Wildlife in Pasir Ris: Let it roam free, control numbers or relocate?
Residents given a say through online survey after woman was attacked by boar last week
Should they remain, be controlled, or removed? With boars, chickens and other wildlife living in our midst, residents in Pasir Ris are now given a say on whether these animals should go or stay.
A survey posted by Senior Minister Teo Chee Hean yesterday is seeking residents' views on what should be done about wild animals in Pasir Ris, following a wild boar attack in the area last week.
A woman was at Sungei Api Api Park on Tuesday last week when a wild boar charged at her and knocked her down, leaving her with lacerations on her left leg and face.
The woman, a 50-year-old auditor identified by Shin Min Daily News as Madam Yu, was with her husband at the park off Pasir Ris Drive 3 at around 9.30pm when the attack took place.
In an earlier post on Saturday, Mr Teo, an MP for Pasir Ris-Punggol GRC, said his team was looking into the issue in consultation with the National Parks Board (NParks) and the Ministry of National Development.

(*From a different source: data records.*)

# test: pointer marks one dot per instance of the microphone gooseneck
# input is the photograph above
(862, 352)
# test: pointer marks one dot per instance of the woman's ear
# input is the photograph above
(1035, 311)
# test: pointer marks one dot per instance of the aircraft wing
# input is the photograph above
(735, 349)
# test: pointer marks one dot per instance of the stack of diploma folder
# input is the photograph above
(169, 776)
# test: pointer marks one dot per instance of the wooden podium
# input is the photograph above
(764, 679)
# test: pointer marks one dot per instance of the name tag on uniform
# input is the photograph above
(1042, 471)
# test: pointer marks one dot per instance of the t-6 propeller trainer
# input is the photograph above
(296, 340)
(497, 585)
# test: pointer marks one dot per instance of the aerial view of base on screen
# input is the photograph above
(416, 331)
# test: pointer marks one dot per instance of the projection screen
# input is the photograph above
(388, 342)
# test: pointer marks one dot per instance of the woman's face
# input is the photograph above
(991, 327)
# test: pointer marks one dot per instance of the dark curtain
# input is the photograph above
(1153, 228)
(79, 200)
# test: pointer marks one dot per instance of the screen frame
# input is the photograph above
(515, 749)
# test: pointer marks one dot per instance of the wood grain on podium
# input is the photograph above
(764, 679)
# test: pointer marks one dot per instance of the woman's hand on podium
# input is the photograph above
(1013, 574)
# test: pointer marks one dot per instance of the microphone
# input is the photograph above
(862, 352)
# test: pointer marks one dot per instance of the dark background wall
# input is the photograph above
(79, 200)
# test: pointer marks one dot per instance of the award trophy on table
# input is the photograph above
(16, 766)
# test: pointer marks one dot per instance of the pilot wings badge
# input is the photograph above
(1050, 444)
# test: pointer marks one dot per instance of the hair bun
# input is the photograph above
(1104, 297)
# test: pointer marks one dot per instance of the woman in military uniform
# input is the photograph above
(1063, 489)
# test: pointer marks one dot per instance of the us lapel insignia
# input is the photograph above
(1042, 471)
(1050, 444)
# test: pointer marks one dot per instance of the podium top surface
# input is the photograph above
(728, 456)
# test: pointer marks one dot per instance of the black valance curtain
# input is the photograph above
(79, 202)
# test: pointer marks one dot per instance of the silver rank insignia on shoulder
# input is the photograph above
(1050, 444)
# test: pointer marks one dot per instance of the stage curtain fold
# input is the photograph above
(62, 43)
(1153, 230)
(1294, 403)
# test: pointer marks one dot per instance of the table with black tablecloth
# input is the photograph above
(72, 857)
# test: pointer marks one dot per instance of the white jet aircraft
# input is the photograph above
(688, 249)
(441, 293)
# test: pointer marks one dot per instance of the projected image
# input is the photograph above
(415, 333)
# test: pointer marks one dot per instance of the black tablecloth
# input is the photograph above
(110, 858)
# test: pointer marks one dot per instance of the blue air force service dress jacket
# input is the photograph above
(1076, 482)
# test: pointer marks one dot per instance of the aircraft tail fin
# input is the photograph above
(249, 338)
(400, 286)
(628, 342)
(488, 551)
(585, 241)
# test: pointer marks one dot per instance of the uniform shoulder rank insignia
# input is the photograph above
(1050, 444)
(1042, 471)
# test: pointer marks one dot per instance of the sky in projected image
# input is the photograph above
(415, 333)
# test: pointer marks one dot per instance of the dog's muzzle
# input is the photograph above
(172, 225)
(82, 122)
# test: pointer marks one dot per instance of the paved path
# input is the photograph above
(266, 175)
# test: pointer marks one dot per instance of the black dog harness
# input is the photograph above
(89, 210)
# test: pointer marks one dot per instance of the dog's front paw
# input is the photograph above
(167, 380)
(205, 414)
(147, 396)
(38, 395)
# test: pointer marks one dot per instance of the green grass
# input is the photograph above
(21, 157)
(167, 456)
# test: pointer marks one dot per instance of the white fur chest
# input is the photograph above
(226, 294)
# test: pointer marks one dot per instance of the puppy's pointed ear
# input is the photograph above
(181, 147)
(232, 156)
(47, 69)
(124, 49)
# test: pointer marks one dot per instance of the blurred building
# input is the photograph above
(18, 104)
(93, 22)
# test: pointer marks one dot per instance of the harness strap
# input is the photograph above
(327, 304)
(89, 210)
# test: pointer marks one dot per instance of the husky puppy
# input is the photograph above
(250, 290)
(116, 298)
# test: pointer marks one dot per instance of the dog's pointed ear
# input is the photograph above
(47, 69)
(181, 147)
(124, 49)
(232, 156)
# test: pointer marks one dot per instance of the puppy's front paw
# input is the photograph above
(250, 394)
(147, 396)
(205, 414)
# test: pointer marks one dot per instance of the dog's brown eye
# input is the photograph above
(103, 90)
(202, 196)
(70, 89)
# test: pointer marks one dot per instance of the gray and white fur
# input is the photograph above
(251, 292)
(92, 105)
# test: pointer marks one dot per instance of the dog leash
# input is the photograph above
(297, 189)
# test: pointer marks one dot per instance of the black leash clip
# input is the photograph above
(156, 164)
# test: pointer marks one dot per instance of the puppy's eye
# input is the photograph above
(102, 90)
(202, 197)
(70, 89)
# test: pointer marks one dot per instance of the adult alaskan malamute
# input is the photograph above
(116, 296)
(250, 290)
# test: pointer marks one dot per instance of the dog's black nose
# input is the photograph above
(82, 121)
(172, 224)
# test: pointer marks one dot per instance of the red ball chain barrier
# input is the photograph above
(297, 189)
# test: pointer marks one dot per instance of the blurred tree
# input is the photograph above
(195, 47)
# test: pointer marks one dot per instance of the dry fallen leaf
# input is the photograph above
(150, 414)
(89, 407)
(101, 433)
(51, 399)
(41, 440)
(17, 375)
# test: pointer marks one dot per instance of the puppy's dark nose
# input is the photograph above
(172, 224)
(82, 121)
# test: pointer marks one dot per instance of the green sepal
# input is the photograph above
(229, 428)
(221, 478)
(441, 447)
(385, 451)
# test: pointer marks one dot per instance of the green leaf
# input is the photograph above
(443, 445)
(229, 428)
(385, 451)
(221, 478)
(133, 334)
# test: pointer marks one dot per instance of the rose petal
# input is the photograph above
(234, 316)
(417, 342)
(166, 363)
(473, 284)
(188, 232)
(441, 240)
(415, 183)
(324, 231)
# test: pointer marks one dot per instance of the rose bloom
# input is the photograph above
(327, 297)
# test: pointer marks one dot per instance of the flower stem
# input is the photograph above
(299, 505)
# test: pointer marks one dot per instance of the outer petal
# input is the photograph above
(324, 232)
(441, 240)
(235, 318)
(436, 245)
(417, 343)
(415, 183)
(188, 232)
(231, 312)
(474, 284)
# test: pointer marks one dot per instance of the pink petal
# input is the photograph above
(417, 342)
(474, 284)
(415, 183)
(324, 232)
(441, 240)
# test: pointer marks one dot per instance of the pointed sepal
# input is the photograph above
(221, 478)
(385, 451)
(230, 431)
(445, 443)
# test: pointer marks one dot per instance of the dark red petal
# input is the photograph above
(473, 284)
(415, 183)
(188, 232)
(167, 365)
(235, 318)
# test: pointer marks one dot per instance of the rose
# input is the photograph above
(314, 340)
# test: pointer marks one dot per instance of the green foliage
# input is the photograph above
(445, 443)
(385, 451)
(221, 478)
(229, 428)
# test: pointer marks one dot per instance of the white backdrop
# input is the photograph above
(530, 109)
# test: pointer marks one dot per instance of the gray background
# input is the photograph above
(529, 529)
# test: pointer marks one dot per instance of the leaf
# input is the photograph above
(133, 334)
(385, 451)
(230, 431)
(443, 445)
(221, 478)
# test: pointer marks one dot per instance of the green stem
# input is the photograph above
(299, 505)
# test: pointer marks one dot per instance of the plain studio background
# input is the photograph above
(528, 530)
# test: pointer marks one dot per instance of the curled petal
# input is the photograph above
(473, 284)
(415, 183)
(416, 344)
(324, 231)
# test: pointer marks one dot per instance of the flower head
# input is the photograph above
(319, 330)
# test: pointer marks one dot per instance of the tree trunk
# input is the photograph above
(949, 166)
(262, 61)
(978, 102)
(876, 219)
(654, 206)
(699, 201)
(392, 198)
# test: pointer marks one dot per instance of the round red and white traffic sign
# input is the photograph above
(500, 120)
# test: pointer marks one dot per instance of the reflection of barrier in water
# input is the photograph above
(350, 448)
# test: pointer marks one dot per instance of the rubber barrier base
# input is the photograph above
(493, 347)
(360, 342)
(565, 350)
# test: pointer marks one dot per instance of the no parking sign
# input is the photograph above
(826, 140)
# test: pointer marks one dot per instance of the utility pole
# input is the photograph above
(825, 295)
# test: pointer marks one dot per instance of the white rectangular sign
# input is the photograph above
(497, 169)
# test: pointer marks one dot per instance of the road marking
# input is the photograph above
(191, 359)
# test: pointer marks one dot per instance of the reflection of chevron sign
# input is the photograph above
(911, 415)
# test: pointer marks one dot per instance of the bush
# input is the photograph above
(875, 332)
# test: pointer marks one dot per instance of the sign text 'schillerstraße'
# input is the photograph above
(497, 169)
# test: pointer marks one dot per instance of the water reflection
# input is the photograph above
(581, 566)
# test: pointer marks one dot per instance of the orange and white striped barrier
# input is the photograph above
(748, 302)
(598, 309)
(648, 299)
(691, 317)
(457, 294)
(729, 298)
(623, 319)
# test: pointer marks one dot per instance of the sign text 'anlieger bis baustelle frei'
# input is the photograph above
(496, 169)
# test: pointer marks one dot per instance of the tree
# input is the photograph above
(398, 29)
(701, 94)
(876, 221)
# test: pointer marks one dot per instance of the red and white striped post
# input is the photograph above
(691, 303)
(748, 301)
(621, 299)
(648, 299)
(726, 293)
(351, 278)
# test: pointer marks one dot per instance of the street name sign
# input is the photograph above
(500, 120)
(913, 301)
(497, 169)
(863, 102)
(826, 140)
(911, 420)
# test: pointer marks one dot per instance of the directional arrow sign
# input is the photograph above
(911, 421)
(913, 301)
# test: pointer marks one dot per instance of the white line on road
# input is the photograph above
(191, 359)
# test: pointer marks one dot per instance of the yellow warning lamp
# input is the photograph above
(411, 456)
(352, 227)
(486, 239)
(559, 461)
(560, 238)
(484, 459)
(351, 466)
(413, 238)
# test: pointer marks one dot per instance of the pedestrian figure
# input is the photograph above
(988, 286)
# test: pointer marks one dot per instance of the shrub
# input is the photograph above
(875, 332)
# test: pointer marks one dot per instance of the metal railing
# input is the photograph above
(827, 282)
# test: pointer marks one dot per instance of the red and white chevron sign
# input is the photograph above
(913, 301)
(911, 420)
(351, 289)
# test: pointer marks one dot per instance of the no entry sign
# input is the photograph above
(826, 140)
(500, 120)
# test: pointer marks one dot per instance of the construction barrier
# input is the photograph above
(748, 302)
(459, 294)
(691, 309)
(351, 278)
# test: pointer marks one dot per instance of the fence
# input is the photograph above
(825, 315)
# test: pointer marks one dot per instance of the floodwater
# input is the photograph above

"In the meantime, please be on the lookout and take care when you are in that area," he said.
The Survey on Wild Animals in Pasir Ris Estate asked residents for their opinions on wild chickens, stray dogs and wild boars specifically, with an additional category for "other wild animals".
Residents were asked to choose from three options on what to do about each group.
The first was to let them continue roaming free; the second, to let them roam free but with controlled numbers; and the final option was to remove or relocate all such animals from the area.
Pasir Ris residents welcomed the survey, but some expressed concern that too much intervention could change the rustic feel of the area.
Healthcare manager Sean Abdullah, 31, a resident of Pasir Ris West for the past 20 years, said that while the survey was important, he hoped it would not result in the removal of all wild animals from the area.
"I really appreciate the wildlife living with us in this town. It is what makes the town unique," he said.
Others, like learning facilitator Eileen Tan, 48, who has lived in the estate for 14 years, emphasised individual responsibility in ensuring safe encounters with wild animals.
"We try not to go to the park wearing the clothes we have on when cooking dinner. We've noticed that strong food smells seem to attract the boars' attention," she said.
In a statement on Friday last week, NParks said people who encounter wild boars should remain as calm as possible and move slowly away from the animals.
It also advised the public to avoid feeding wild boars, as this might cause them to associate humans with food providers and therefore approach them.
What to do when you see wild animals
Here are some tips on what to do if you come face to face with an undomesticated neighbour:
The National Parks Board (NParks) recommends that people remain calm and move slowly away from any boars they may encounter.
It is important not to approach or attempt to feed them, and not to corner or provoke the animals.
Some species of monkeys here have been conditioned to see man-made items such as plastic bags and containers as sources of food, leading to sometimes aggressive behaviour.
People who encounter a monkey should remain calm and quiet, refrain from making sudden movements and avoid direct eye contact with the animal.
Those who come across a snake should not try to hit, move or handle it themselves. They should leave the area and call for professional help.
The public can call NParks on 1800-476-1600 to ask for an expert to deal with an animal.
They can also call the Acres wildlife rescue 24-hour hotline on 9783-7782.